We included data of 612 eligible CA patients from the MIMIC-IV database (see Figure 1). In general, 318 patients (51.96%) and 362 patients (59.15%) died of various causes within 30 and 180 days after admission. According to Table 1, the average age of the included patients was 64.1 ± 17.6 years, of whom 390 were men and 222 were women. The median overall RAR index was 4.61 (3.82–5.7), and its distribution is displayed in Figure 2. Using the RAR T1 group as the reference, an increase in RAR index was associated with a higher proportion of patients admitted to ICU, an increased likelihood of women patients, older age, lower body weight, reduced SBP and DBP, higher levels of RDW, creatinine, and BUN, and lower levels of albumin and platelets. The SOFA and SAPSII scores were worse, and the prevalence of diabetes and peripheral vascular disease was higher. The proportion of patients with cerebrovascular disease was lower.

Figure 1

Figure 1. Flowchart of patient screening.

Table 1

Table 1. Comparisons of the baseline characteristics categorized by the RAR index.

Figure 2

Figure 2. Violin plot (A) and histogram density plot (B) displaying the distribution of the RAR index.

Associations between the RAR index and mortality risk in post-CA patients

When considering the RAR index as a continuous variable, Cox regression analysis revealed that an elevated RAR index was significantly associated with higher 30- and 180-day mortality in both the unadjusted model (30-day: HR: 1.14; 95% CI: 1.08–1.21; 180-day: HR: 1.16; 95% CI: 1.10–1.22) and the fully adjusted model (30-day: HR: 1.08; 95% CI: 1.01–1.15; 180-day: HR: 1.09; 95% CI: 1.03–1.16). When analyzing the RAR index as a categorized variable, Cox proportional hazards analysis revealed that the highest tertile (T3) of the RAR index was also significantly correlated with increased 180-day mortality in both the unadjusted model (HR: 2.07; 95% CI: 1.57–2.79) and the adjusted model (Model 1: HR: 2.00; 95% CI: 1.48–2.72; Model 2: HR: 1.74; 95% CI: 1.26–2.42) (Table 2). Similar results were also observed between the highest tertile (T3) of the RAR index and 30-day all-cause mortality (unadjusted: HR: 1.90; 95% CI: 1.39–2.60; Model 1: HR: 1.83; 95% CI: 1.33–2.52; Model 2: HR: 1.60; 95% CI: 1.13–2.25).

Table 2

Table 2. Cox proportional hazards analysis of 30- and 180-day all-cause mortality in post-CA patients.

RCS analysis indicated a non-linear relationship between the RAR index and 180-day mortality in patients with CA (Figure 3).
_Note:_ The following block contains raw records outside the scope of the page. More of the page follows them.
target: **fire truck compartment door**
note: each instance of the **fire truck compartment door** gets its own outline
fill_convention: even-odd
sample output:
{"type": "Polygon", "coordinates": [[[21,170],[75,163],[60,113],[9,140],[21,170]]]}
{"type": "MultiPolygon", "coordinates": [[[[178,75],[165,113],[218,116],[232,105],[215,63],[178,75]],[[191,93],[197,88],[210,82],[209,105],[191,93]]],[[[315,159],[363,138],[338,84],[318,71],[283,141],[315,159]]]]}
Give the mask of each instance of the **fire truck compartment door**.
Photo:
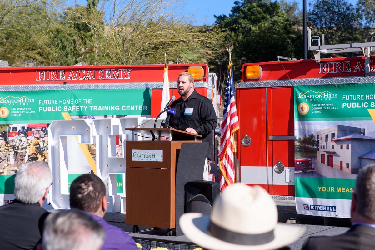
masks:
{"type": "Polygon", "coordinates": [[[294,196],[293,88],[268,88],[267,95],[269,193],[274,195],[294,196]],[[282,171],[280,163],[284,167],[282,171]]]}
{"type": "Polygon", "coordinates": [[[237,102],[240,118],[237,150],[241,182],[259,185],[267,190],[266,90],[265,88],[238,89],[237,102]],[[242,138],[248,137],[251,143],[243,145],[242,138]]]}

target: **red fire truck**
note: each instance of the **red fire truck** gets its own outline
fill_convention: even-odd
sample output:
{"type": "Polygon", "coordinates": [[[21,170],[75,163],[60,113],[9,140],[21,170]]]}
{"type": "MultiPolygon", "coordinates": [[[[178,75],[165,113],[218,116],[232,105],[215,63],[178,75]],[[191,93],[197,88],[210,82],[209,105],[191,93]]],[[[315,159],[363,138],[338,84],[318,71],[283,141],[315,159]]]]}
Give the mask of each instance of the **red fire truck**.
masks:
{"type": "MultiPolygon", "coordinates": [[[[206,64],[172,64],[168,66],[169,79],[171,81],[170,96],[174,95],[176,98],[180,97],[176,88],[177,79],[182,72],[189,72],[195,79],[195,89],[211,100],[217,112],[217,104],[220,99],[216,90],[217,77],[214,73],[209,73],[206,64]]],[[[58,92],[60,90],[74,89],[150,89],[151,110],[150,115],[148,116],[153,117],[160,111],[164,68],[164,65],[0,67],[2,87],[0,90],[0,113],[2,114],[2,112],[3,113],[0,115],[0,122],[3,124],[16,123],[11,121],[12,119],[10,118],[11,115],[7,118],[5,116],[10,113],[12,109],[22,108],[25,104],[27,104],[21,103],[24,99],[25,97],[23,96],[32,92],[37,92],[37,91],[46,90],[58,92]],[[2,93],[9,91],[20,92],[17,92],[16,96],[10,95],[16,92],[12,92],[6,97],[1,95],[2,93]],[[9,103],[10,99],[13,102],[9,103]]],[[[89,92],[87,96],[89,95],[89,92]]],[[[26,101],[31,101],[28,99],[26,101]]],[[[52,108],[54,108],[52,107],[52,108]]],[[[110,113],[110,112],[108,114],[108,117],[115,117],[110,113]]],[[[84,116],[80,116],[80,118],[92,115],[88,112],[84,116]]],[[[14,115],[17,116],[17,114],[14,115]]],[[[105,114],[104,116],[106,118],[107,116],[105,114]]],[[[95,115],[95,118],[98,118],[95,115]]],[[[62,117],[61,119],[63,119],[62,117]]],[[[34,120],[37,122],[37,118],[34,120]]],[[[12,133],[16,133],[22,126],[25,128],[32,128],[30,124],[28,126],[28,121],[23,121],[22,126],[10,127],[9,136],[12,137],[12,133]]],[[[33,134],[34,133],[33,130],[30,132],[33,134]]],[[[216,159],[217,152],[214,149],[213,150],[216,159]]]]}
{"type": "Polygon", "coordinates": [[[375,57],[368,54],[243,64],[236,85],[239,180],[272,195],[294,196],[294,86],[375,82],[368,74],[375,72],[375,57]]]}
{"type": "Polygon", "coordinates": [[[29,123],[28,124],[11,124],[7,128],[7,132],[9,134],[9,137],[12,137],[18,134],[19,130],[24,128],[27,129],[27,136],[32,136],[39,133],[42,127],[48,127],[49,123],[29,123]]]}

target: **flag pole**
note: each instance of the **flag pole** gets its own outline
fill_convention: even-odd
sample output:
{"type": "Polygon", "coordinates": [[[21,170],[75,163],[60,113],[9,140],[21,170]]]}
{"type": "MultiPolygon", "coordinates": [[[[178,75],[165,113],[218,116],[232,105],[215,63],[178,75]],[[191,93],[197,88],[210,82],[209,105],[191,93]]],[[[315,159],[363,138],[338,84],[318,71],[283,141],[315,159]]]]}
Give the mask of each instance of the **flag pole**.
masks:
{"type": "Polygon", "coordinates": [[[164,66],[166,67],[166,53],[165,52],[165,50],[164,50],[164,66]]]}
{"type": "Polygon", "coordinates": [[[226,51],[228,52],[229,53],[229,62],[232,62],[232,50],[233,49],[233,46],[231,45],[230,46],[229,48],[225,48],[226,49],[226,51]]]}
{"type": "MultiPolygon", "coordinates": [[[[228,53],[229,54],[229,63],[230,64],[232,63],[232,51],[233,48],[233,45],[231,45],[229,48],[226,48],[226,51],[228,51],[228,53]]],[[[234,86],[234,82],[233,82],[233,85],[234,86]]],[[[240,176],[239,174],[240,171],[240,166],[238,164],[238,161],[237,160],[237,144],[236,144],[236,142],[237,141],[236,139],[237,138],[237,131],[236,131],[234,132],[234,134],[233,135],[232,142],[233,145],[233,153],[234,155],[234,180],[235,182],[241,182],[241,179],[240,176]]]]}

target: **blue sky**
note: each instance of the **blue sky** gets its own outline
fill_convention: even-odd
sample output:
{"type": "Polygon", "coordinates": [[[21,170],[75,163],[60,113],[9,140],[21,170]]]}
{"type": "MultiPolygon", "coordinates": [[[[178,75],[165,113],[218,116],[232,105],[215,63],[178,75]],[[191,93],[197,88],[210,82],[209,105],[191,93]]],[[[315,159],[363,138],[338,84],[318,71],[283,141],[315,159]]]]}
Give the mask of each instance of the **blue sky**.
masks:
{"type": "MultiPolygon", "coordinates": [[[[74,3],[75,0],[79,4],[86,5],[87,3],[86,0],[68,0],[71,3],[74,3]]],[[[296,0],[298,3],[299,7],[302,10],[303,1],[302,0],[296,0]]],[[[293,1],[292,0],[286,1],[293,1]]],[[[306,1],[308,9],[309,3],[313,1],[306,0],[306,1]]],[[[231,12],[234,2],[234,0],[185,0],[184,10],[188,14],[195,15],[194,21],[196,22],[196,25],[211,25],[215,22],[214,15],[228,15],[231,12]]],[[[355,6],[357,0],[349,0],[349,2],[355,6]]]]}

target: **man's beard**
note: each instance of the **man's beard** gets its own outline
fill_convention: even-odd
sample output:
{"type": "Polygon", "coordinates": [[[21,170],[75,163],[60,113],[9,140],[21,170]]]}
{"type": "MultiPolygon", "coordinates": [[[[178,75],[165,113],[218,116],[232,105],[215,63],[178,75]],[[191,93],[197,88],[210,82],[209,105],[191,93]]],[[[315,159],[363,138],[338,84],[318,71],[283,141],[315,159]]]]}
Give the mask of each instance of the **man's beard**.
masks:
{"type": "Polygon", "coordinates": [[[181,95],[181,96],[185,96],[185,95],[188,94],[188,93],[190,92],[190,89],[191,89],[191,87],[189,86],[188,88],[187,89],[186,91],[184,91],[182,93],[180,93],[180,92],[178,92],[178,94],[179,94],[180,95],[181,95]]]}

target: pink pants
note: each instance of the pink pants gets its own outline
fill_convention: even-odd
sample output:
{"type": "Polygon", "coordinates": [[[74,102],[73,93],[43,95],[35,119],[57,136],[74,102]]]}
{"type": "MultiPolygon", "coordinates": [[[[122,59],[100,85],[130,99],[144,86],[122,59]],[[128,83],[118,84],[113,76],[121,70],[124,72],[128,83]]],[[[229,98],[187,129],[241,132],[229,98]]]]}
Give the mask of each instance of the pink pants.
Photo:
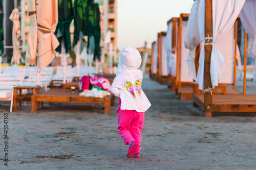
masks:
{"type": "Polygon", "coordinates": [[[134,110],[120,110],[121,100],[119,98],[118,104],[118,132],[123,139],[125,144],[129,144],[133,141],[136,141],[138,145],[135,153],[140,153],[141,133],[143,127],[145,112],[138,112],[134,110]]]}

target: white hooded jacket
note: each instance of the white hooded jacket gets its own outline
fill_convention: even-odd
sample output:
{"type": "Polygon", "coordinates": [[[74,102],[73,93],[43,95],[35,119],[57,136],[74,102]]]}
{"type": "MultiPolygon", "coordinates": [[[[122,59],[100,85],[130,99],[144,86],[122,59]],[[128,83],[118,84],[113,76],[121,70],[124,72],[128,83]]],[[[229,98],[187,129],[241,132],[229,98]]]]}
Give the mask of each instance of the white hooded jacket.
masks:
{"type": "Polygon", "coordinates": [[[141,64],[139,51],[131,47],[124,47],[117,67],[116,77],[110,91],[121,99],[121,110],[135,110],[144,112],[151,104],[141,89],[142,72],[138,69],[141,64]]]}

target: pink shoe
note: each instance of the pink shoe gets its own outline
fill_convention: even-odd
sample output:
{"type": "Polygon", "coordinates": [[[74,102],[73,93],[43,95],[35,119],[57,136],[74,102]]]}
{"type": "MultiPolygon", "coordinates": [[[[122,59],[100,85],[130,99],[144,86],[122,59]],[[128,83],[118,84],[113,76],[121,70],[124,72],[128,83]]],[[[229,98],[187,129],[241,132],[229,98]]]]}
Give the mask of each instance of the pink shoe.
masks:
{"type": "Polygon", "coordinates": [[[130,144],[129,150],[128,151],[128,153],[127,154],[127,157],[128,158],[132,158],[134,156],[135,154],[135,149],[137,147],[137,143],[136,143],[134,141],[133,141],[132,143],[130,144]]]}
{"type": "Polygon", "coordinates": [[[136,153],[133,157],[135,158],[140,158],[140,153],[136,153]]]}

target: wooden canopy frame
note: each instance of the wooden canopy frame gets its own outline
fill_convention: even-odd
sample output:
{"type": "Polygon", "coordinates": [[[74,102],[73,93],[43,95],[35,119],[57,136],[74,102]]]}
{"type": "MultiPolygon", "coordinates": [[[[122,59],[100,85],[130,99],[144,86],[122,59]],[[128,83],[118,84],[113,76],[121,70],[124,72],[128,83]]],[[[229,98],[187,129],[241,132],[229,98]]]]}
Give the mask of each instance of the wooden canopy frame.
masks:
{"type": "MultiPolygon", "coordinates": [[[[162,63],[162,46],[164,44],[162,44],[162,38],[163,36],[166,35],[166,32],[161,32],[158,34],[158,67],[157,70],[157,77],[156,80],[161,84],[167,84],[168,78],[167,76],[162,76],[162,67],[163,63],[162,63]]],[[[166,61],[167,62],[167,61],[166,61]]]]}
{"type": "MultiPolygon", "coordinates": [[[[178,39],[178,34],[177,32],[178,21],[179,18],[173,17],[167,22],[167,26],[168,26],[170,22],[173,22],[173,29],[172,32],[172,52],[173,54],[175,54],[176,52],[177,51],[177,40],[178,39]]],[[[167,85],[172,91],[175,91],[176,79],[176,75],[169,75],[168,76],[167,85]]]]}
{"type": "MultiPolygon", "coordinates": [[[[205,37],[212,37],[212,0],[205,1],[205,37]]],[[[237,42],[237,21],[235,23],[235,44],[237,42]]],[[[212,40],[209,40],[209,43],[212,40]]],[[[244,63],[246,63],[247,33],[245,31],[244,63]]],[[[234,68],[236,68],[237,46],[234,47],[234,68]]],[[[204,87],[212,88],[210,75],[210,65],[212,45],[205,45],[204,62],[204,87]]],[[[255,115],[256,112],[256,95],[246,94],[246,64],[244,66],[243,94],[213,94],[208,90],[205,90],[204,94],[193,94],[193,102],[194,106],[199,107],[204,111],[206,117],[212,117],[212,113],[220,113],[221,115],[229,115],[230,113],[237,113],[241,115],[255,115]]],[[[234,70],[234,80],[236,80],[236,71],[234,70]]],[[[236,89],[234,81],[233,89],[236,89]]]]}
{"type": "Polygon", "coordinates": [[[151,70],[150,71],[150,77],[152,80],[156,80],[156,74],[153,73],[154,67],[155,66],[155,59],[156,56],[155,56],[155,44],[156,44],[156,41],[154,41],[152,43],[152,51],[151,53],[151,70]]]}

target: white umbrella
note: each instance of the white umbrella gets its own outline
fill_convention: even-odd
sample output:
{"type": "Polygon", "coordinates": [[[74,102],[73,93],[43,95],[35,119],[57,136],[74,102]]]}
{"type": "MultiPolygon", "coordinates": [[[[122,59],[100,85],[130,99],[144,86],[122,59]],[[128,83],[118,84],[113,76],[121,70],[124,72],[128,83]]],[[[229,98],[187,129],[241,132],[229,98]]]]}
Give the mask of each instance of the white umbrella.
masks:
{"type": "Polygon", "coordinates": [[[22,56],[19,53],[19,40],[20,39],[20,27],[18,17],[18,10],[15,8],[12,12],[9,19],[12,21],[12,46],[13,54],[11,60],[11,64],[14,63],[16,65],[20,64],[22,56]]]}
{"type": "Polygon", "coordinates": [[[47,66],[55,57],[55,49],[59,42],[53,34],[58,23],[57,1],[29,1],[29,15],[31,23],[26,55],[26,66],[34,65],[36,50],[37,57],[37,85],[40,70],[47,66]]]}

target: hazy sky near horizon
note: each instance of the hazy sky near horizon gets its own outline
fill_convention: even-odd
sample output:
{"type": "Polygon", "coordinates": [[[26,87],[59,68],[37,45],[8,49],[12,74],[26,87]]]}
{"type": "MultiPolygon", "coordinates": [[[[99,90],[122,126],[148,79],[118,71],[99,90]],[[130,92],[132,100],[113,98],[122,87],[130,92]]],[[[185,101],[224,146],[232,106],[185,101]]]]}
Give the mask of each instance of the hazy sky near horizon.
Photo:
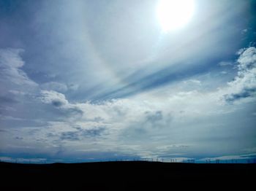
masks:
{"type": "Polygon", "coordinates": [[[256,1],[192,1],[0,0],[0,159],[255,157],[256,1]]]}

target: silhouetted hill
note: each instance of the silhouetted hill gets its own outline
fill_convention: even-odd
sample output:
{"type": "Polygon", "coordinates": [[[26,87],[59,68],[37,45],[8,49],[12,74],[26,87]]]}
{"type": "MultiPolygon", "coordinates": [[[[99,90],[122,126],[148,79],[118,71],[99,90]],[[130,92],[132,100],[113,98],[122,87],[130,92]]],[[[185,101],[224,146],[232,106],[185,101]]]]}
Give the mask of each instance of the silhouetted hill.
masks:
{"type": "Polygon", "coordinates": [[[42,165],[0,163],[0,172],[1,190],[172,190],[176,187],[244,190],[255,184],[256,165],[142,161],[42,165]]]}

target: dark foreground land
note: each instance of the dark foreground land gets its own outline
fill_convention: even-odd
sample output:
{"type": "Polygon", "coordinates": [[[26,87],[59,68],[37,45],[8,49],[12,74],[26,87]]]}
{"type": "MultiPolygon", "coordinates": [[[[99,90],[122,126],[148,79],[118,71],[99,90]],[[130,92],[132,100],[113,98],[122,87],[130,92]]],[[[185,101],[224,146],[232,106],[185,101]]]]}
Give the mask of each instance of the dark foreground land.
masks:
{"type": "Polygon", "coordinates": [[[255,164],[0,163],[0,190],[174,190],[252,188],[255,164]]]}

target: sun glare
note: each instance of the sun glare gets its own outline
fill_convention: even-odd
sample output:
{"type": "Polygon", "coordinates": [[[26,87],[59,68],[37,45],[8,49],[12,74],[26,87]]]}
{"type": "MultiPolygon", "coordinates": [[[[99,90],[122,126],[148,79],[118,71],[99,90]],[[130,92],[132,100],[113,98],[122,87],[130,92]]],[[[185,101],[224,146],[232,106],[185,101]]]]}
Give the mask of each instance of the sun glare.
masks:
{"type": "Polygon", "coordinates": [[[194,13],[193,0],[160,0],[157,15],[162,29],[168,32],[184,26],[194,13]]]}

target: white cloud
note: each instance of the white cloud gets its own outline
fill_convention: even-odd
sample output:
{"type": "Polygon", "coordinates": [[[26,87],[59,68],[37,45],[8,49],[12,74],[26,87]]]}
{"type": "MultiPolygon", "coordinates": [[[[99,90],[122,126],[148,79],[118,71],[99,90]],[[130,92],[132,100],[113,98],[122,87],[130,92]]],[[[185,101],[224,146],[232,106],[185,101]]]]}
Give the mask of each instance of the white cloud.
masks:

The risk of mortality increased with increasing RAR levels, and its HR was always >1 when the RAR level exceeded 4.54. The cumulative 30-day and 180-day mortality across RAR index groups is shown in Kaplan‒Meier analysis (30-day: T1: 50, 35.97%; T2: 78, 52%; T3: 190, 58.82%; 180-day: T1: 55, 39.57%; T2: 90, 60%; T3: 217, 67.18%) (see Figure 4). The analysis revealed that the cumulative incidence of 30- and 180-day death increased with elevating quartiles of the RAR index (log-rank test, p < 0.001).

Figure 3

Figure 3. Restricted cubic spline regression analysis of the RAR index for 180-day mortality among post-CA patients.

Figure 4

Figure 4. Kaplan–Meier survival curve of the cumulative survival rate among three tertiles of the RAR index within 30-day (A) and 180-day (B) follow-ups.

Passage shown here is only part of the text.